= Richard Argall =

English poet

Richard Argall (fl. 1621) was an English poet active in the early 17th century.

==Life==
Argall's name appears on the title-page of a unique volume of poems (1621, 4to), once in Samuel Christie-Miller's library at Britwell. The contents of this volume are: (1) 'The Bride's Ornament, Poetical Essays upon a Divine Subject;' (2) 'A Funeral Elegy consecrated to the memory of his ever honoured lord, John King, late Bishop of London;' (3) 'The Song of Songs metaphrased in English heroicks.' Anthony a Wood, sub 'John Argall', writes: 'Now I am got into the name of Argall I must let the reader know that in my searches I find one Richard Argall to be noted in the reign of King James I for an excellent divine poet, having been much encouraged in his studies by Dr. Jo, King, bishop of London, but in what house educated in Oxon, where he spent some time in study, I cannot now tell you.' After enumerating the works mentioned above, he proceeds: 'He also wrote a book of meditations of knowledge, zeal, temperance, bounty, and joy. And another containing meditations of prudence, obedience, meekness, God's word, and prayer. (These latter unpublished.)' But it is very doubtful whether a poet of the name of Richard Argall ever existed.

In 1654, the "Bride's Ornament" and the "Meditations" were included in a collection of the poems of Robert Aylett, one of the masters of the High Court of Chancery.
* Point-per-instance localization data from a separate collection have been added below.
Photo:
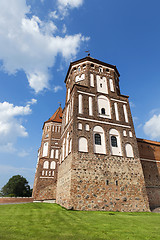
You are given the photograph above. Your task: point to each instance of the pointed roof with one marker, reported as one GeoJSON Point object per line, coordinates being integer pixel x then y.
{"type": "Point", "coordinates": [56, 117]}
{"type": "Point", "coordinates": [90, 59]}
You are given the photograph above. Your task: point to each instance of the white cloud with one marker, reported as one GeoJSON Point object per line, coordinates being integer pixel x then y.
{"type": "Point", "coordinates": [132, 104]}
{"type": "Point", "coordinates": [54, 15]}
{"type": "Point", "coordinates": [33, 101]}
{"type": "Point", "coordinates": [11, 125]}
{"type": "Point", "coordinates": [152, 127]}
{"type": "Point", "coordinates": [57, 88]}
{"type": "Point", "coordinates": [30, 44]}
{"type": "Point", "coordinates": [65, 5]}
{"type": "Point", "coordinates": [70, 3]}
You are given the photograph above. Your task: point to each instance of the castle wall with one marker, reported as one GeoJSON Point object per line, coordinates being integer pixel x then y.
{"type": "Point", "coordinates": [106, 183]}
{"type": "Point", "coordinates": [64, 183]}
{"type": "Point", "coordinates": [150, 160]}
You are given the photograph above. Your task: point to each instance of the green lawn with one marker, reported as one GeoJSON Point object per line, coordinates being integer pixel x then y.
{"type": "Point", "coordinates": [44, 221]}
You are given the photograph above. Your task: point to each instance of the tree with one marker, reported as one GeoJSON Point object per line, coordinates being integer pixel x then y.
{"type": "Point", "coordinates": [17, 186]}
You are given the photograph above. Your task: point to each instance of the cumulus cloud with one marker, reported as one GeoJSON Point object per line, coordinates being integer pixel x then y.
{"type": "Point", "coordinates": [65, 5]}
{"type": "Point", "coordinates": [152, 127]}
{"type": "Point", "coordinates": [57, 88]}
{"type": "Point", "coordinates": [31, 45]}
{"type": "Point", "coordinates": [11, 124]}
{"type": "Point", "coordinates": [70, 3]}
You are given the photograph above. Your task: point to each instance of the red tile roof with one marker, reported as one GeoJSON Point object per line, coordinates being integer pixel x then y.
{"type": "Point", "coordinates": [56, 117]}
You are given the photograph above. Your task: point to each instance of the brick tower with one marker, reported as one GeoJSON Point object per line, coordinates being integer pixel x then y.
{"type": "Point", "coordinates": [99, 166]}
{"type": "Point", "coordinates": [48, 159]}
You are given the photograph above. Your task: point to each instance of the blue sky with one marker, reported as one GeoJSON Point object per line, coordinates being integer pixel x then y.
{"type": "Point", "coordinates": [39, 38]}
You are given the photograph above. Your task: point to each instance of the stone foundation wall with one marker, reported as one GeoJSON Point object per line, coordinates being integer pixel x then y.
{"type": "Point", "coordinates": [64, 183]}
{"type": "Point", "coordinates": [45, 189]}
{"type": "Point", "coordinates": [103, 183]}
{"type": "Point", "coordinates": [151, 172]}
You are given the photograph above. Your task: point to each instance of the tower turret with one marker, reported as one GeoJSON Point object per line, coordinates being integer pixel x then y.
{"type": "Point", "coordinates": [48, 158]}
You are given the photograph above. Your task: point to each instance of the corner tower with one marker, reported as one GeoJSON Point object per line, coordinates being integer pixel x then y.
{"type": "Point", "coordinates": [99, 167]}
{"type": "Point", "coordinates": [48, 159]}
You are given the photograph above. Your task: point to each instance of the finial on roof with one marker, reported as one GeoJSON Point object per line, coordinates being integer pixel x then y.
{"type": "Point", "coordinates": [59, 104]}
{"type": "Point", "coordinates": [88, 53]}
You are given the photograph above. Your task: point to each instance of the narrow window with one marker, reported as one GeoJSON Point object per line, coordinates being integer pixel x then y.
{"type": "Point", "coordinates": [53, 165]}
{"type": "Point", "coordinates": [103, 111]}
{"type": "Point", "coordinates": [52, 153]}
{"type": "Point", "coordinates": [87, 127]}
{"type": "Point", "coordinates": [111, 85]}
{"type": "Point", "coordinates": [56, 154]}
{"type": "Point", "coordinates": [45, 149]}
{"type": "Point", "coordinates": [114, 141]}
{"type": "Point", "coordinates": [97, 137]}
{"type": "Point", "coordinates": [129, 150]}
{"type": "Point", "coordinates": [107, 182]}
{"type": "Point", "coordinates": [46, 165]}
{"type": "Point", "coordinates": [91, 80]}
{"type": "Point", "coordinates": [90, 106]}
{"type": "Point", "coordinates": [83, 144]}
{"type": "Point", "coordinates": [70, 145]}
{"type": "Point", "coordinates": [80, 126]}
{"type": "Point", "coordinates": [124, 133]}
{"type": "Point", "coordinates": [125, 113]}
{"type": "Point", "coordinates": [116, 111]}
{"type": "Point", "coordinates": [80, 103]}
{"type": "Point", "coordinates": [100, 69]}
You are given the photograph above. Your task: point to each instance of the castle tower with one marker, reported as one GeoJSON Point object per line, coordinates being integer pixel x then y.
{"type": "Point", "coordinates": [48, 159]}
{"type": "Point", "coordinates": [99, 166]}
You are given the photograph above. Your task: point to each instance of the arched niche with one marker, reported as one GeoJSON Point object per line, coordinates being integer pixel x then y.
{"type": "Point", "coordinates": [104, 109]}
{"type": "Point", "coordinates": [82, 144]}
{"type": "Point", "coordinates": [115, 143]}
{"type": "Point", "coordinates": [129, 150]}
{"type": "Point", "coordinates": [99, 140]}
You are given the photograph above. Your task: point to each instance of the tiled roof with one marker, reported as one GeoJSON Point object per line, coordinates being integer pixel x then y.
{"type": "Point", "coordinates": [56, 117]}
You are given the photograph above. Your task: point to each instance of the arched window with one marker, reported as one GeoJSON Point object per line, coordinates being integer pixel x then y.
{"type": "Point", "coordinates": [104, 107]}
{"type": "Point", "coordinates": [46, 165]}
{"type": "Point", "coordinates": [53, 165]}
{"type": "Point", "coordinates": [45, 149]}
{"type": "Point", "coordinates": [67, 144]}
{"type": "Point", "coordinates": [63, 149]}
{"type": "Point", "coordinates": [70, 145]}
{"type": "Point", "coordinates": [114, 141]}
{"type": "Point", "coordinates": [102, 84]}
{"type": "Point", "coordinates": [103, 111]}
{"type": "Point", "coordinates": [129, 150]}
{"type": "Point", "coordinates": [83, 144]}
{"type": "Point", "coordinates": [97, 138]}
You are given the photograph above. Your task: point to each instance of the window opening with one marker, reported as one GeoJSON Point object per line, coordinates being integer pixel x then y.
{"type": "Point", "coordinates": [97, 139]}
{"type": "Point", "coordinates": [103, 111]}
{"type": "Point", "coordinates": [107, 182]}
{"type": "Point", "coordinates": [114, 141]}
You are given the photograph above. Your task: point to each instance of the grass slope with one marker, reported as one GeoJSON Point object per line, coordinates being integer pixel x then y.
{"type": "Point", "coordinates": [43, 221]}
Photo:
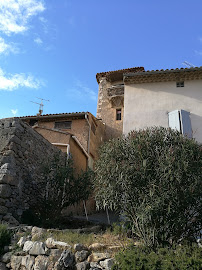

It is unlikely that the name Richard Argall had been adopted as a nom de plume, and it is equally unlikely that a man in Aylett's position would have had the impudence to reissue another person's verses under his own name. From the fact that only one copy is known of the early edition it might be suggested that Aylett, learning of the attempted fraud, succeeded in calling in the copies that had gone abroad under Argall's name. (A Richard Argall, of Emmanuel College, Cambridge, was rector of Aythorpe Roding, Essex; he married into the family of the Bramstons.)